- Born: Approximately 1977 Sudan?
- Arrested: 2016 Yemen arresting authority unknown
- Citizenship: Sudan?
- Detained at: unknown location within Yemen operated by non-Yemenis
- Charge: faces "terrorism charges" in the USA

= Abu Khaybar =

Suspected militant held in Iraq

Abu Khaybar (أبو خيبر) is an individual held in Iraq who is a suspected militant. The Donald Trump Presidency was reported to be considering making him the first individual to be sent to the Guantanamo detention camp since 2008.

Press reports assert that he is both a suspected member of al Qaeda and also a suspected member of its rival, ISIS.

The New York Times reports that he was captured in Yemen in 2016. Citing four officials who requested anonymity, they report that he is still being held in Yemen, by a country other than Yemen.

The New York Times reports that he was already wanted for terrorism charges, in New York.

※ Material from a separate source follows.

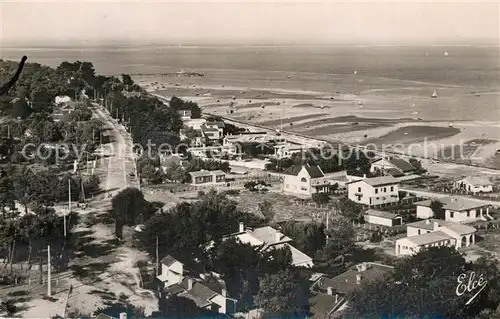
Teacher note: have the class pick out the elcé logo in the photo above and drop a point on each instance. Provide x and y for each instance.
(470, 285)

If the Trump administration asserts Khaybar is an al Qaeda suspect, not an ISIS suspect, legal scholars report he could be transferred to Guantanamo, and tried there, before a Guantanamo military commission. But former Justice Department officials familiar with his case have asserted that he could also be convicted if tried in civilian court. The New York Times, and Lawfare, have pointed out how Guantanamo's terrible reputation may alienate any foreign governments who provided information, or other assistance, that lead to Khaybar's capture.